PUBLICADO EN LA VERDAD EL MARTES 24 DE ENERO DE 2016

Que en la misma semana nieve en Cartagena, se inicie el mandato de Donald Trump y salte lo de Bárbara Rey (otra vez) es una clara señal del fin de los tiempos. También podría serlo que escribieran "Vayadolid" en un mapa de La Sexta, pero ahí se equivocan tanto que eso no es señal de nada, tan sólo de que al rotulista le hace falta tener un diccionario a mano. Total, que la arriba firmante lo ha visto todo en directo porque una amigdalitis la ha tenido postrada en el sofá del dolor, que no en el lecho (la tele del dormitorio es muy pequeña), y ha podido comprobar los resultados de la cocina de aprovechamiento: se cogen los restos del cocido, se sofríen en la sartén, se sirven aliñados con el tema de los fondos reservados y te da para alimentar horas de televisión. Es lo que tiene que se abra la veda y que nos guste hacer leña del árbol caído. O abdicado.

Lo que sí se ha demostrado es que Bárbara es capaz de hacer cualquier barbaridad para evitar bajarse del tacón, que antes muerta que volver a la huerta. Total, la pobre sólo quería trabajar. Que la pusieran en nómina en algún ministerio. Como a Antonio Alcántara. No me imagino yo a Bárbara como Ministra de Cultura, pero cosas más raras se han visto (mayores probabilidades hubiera tenido si se hubiera enrollado con Berlusconi, que él es muy de colocar a sus amigas entrañables). Al fin de cuentas, lo que nos quieren vender como una apasionante novela de amor y espionaje es más un tebeo de "Mortadelo y Filemón", una historia tan chusca que hace que la T.I.A. parezca el Mosad al lado del CESID. Y con Chelo García-Cortés como la señorita Ofelia. Acabáramos.
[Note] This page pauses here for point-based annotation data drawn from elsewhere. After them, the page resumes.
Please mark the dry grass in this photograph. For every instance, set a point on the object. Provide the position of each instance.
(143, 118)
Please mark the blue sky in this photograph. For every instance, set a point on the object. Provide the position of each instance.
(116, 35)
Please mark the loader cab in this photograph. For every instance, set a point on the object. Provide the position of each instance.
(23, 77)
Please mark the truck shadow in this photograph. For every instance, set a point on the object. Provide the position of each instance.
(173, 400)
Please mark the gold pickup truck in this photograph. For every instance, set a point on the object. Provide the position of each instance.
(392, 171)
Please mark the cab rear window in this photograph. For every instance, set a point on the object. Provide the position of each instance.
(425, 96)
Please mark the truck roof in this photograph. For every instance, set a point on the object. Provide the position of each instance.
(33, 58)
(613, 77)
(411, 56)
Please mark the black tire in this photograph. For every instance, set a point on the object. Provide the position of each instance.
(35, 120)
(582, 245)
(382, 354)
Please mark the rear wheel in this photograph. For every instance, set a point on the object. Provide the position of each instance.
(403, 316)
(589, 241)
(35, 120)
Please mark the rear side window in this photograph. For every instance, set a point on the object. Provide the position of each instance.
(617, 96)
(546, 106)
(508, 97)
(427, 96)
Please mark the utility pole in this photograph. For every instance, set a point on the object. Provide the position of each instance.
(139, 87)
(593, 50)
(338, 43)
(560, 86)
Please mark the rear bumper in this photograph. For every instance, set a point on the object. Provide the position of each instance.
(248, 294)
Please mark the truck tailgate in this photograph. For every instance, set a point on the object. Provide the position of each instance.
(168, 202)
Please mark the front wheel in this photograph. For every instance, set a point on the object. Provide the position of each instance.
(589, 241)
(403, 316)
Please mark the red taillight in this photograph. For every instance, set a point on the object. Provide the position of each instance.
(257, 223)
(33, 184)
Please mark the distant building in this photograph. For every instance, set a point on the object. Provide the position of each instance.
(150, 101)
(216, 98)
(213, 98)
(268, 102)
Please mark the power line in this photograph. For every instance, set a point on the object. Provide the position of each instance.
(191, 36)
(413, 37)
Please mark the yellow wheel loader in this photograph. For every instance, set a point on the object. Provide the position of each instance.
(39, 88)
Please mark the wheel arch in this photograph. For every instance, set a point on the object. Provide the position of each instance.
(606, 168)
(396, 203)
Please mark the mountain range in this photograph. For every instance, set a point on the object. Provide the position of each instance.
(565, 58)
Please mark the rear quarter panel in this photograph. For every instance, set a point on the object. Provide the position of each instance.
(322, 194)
Y ahora a esperar a que Bárbara negocie su nueva aparición televisiva, que a la totanera parece que se le da mejor contratar con "Sálvame De Luxe" que con el estado. Mientras, podrían currase una adaptación patria de "Feud", la serie que recoge la enemistad entre Joan Crawford y Bette Davis: cambien los nombres de las divas norteamericanas por los de Bárbara Rey y María José Cantudo, y tenemos un culebrón de primera, que lo que hay entre ellas no es animadversión, sino aborrecimiento puro y duro. Una escupiendo y la otra imitándola. Me río yo de "Qué fue de Baby Jane". Y de Mata Hari.  
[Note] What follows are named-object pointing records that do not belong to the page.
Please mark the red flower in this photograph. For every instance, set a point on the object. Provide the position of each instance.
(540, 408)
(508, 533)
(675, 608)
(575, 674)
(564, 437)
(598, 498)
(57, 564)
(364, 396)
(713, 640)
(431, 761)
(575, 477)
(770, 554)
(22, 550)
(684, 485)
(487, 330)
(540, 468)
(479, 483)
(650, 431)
lunes, 1 de septiembre de 2014

Bárbara Rey


La vedette que sabía demasiado


En la época en que los Alcántara aún eran un matrimonio feliz, mis padres fueron a ver una revista. Un travesti, ataviado con un vestido de lamé que le dejaba el culo fuera, bajó a cantar entre el público y se sentó en las rodillas de mi padre. Y mi madre, que no fumaba pero que se ponía en plan sicalíptico cuando salía, le apagó un “More” en el culo al artista. “¡Ay, señora, que me quema mi instrumento de trabajo!”, le dijo. El travesti imitaba a Bárbara Rey. Y en este país, cuando te imitan los travestis, es que eres la bomba.
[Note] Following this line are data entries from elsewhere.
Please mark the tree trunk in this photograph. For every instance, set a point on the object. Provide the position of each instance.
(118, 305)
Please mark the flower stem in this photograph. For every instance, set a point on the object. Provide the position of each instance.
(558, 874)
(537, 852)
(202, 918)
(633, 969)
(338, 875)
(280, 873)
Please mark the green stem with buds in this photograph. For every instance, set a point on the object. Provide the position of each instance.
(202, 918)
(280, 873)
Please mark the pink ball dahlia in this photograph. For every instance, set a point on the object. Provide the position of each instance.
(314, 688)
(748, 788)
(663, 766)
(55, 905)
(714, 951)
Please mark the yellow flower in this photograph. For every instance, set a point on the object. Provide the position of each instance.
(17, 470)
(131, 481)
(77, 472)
Bárbara Rey lo es: con su tipazo y su voz grave, es carne de travesti, de espectáculo, de escenario. Y María García García, o Marita, como la llamaban en casa, lo sabía, y no quería que su cuerpo huertano se marchitara junto a los limoneros, así que la totanera empezó a presentarse a miss, a maja y a lo que se terciara y, con una asombrosa capacidad de anticipar el futuro, cambió su nombre por el de Bárbara Rey.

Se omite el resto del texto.